A proposito della dura realtà spagnola sulla questione corruzione, in strada ho sentito un commento al volo dove s’invocava a mo’ di soluzione risolutiva la figura del più grande rettile della Storia latinoamericana:
Fidel “Guarapo” Castro Ruz.
Senza dubbio il personaggio più abile nell’utilizzare successi e difficoltà di persone, comunità, etnie, Paesi, sensibilità in beneficio del proprio tornaconto personale: inchiodarsi al potere.

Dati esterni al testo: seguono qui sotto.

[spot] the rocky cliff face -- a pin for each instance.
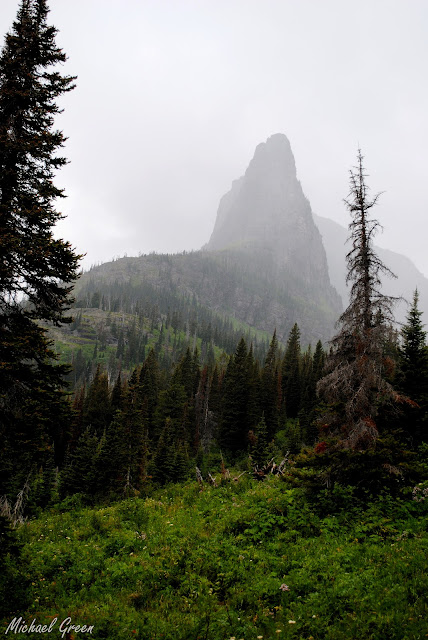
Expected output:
(265, 263)
(267, 212)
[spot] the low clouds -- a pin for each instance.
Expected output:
(172, 98)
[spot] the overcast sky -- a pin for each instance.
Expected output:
(173, 96)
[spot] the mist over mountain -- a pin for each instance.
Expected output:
(266, 211)
(264, 265)
(409, 278)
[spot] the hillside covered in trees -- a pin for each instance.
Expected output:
(183, 455)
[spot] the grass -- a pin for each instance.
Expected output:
(242, 560)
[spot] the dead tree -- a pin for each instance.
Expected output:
(355, 382)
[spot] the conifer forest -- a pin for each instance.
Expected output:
(201, 445)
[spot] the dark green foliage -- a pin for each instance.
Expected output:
(260, 449)
(80, 472)
(97, 411)
(291, 374)
(235, 423)
(36, 270)
(270, 400)
(14, 583)
(413, 374)
(170, 460)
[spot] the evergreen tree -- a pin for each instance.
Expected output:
(36, 270)
(269, 388)
(80, 471)
(260, 450)
(235, 420)
(291, 383)
(413, 373)
(97, 410)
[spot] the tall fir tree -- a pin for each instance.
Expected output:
(36, 270)
(235, 424)
(413, 373)
(269, 388)
(291, 373)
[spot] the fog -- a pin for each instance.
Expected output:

Utilizzò assolutamente tutti e tutto ciò che aveva intorno. Il primo di tutti fu suo padre Angel, uno spagnolo immigrato nella parte orientale di Cuba di cui unica cultura e predisposizione era arricchirsi a botta di corruzione e sfruttamento dei guajiros (contadini al soldo dei ricchi latifondisti), quindi Guarapo machista Fidel utilizzò le contadine povere della sua fattoria portandosele a letto a gratis, in quegli anni tuttavia erano semi-schiave; il fratello minore da mettere nel suo progetto, più tardi all'Avana; i comitati studenteschi ed universitari democratici, i loro leaders Echevarría e Chibás, in seguito tutti coloro che accettarono di assaltare sotto il suo comando la Caserma Moncada e che morirono coraggiosamente mentre lui e suo fratello Raul ne uscirono vivi senza nemmeno un graffio e scarcerati dopo solamente un anno e mezzo pur avendo ammazzato dei soldati dell'esercito.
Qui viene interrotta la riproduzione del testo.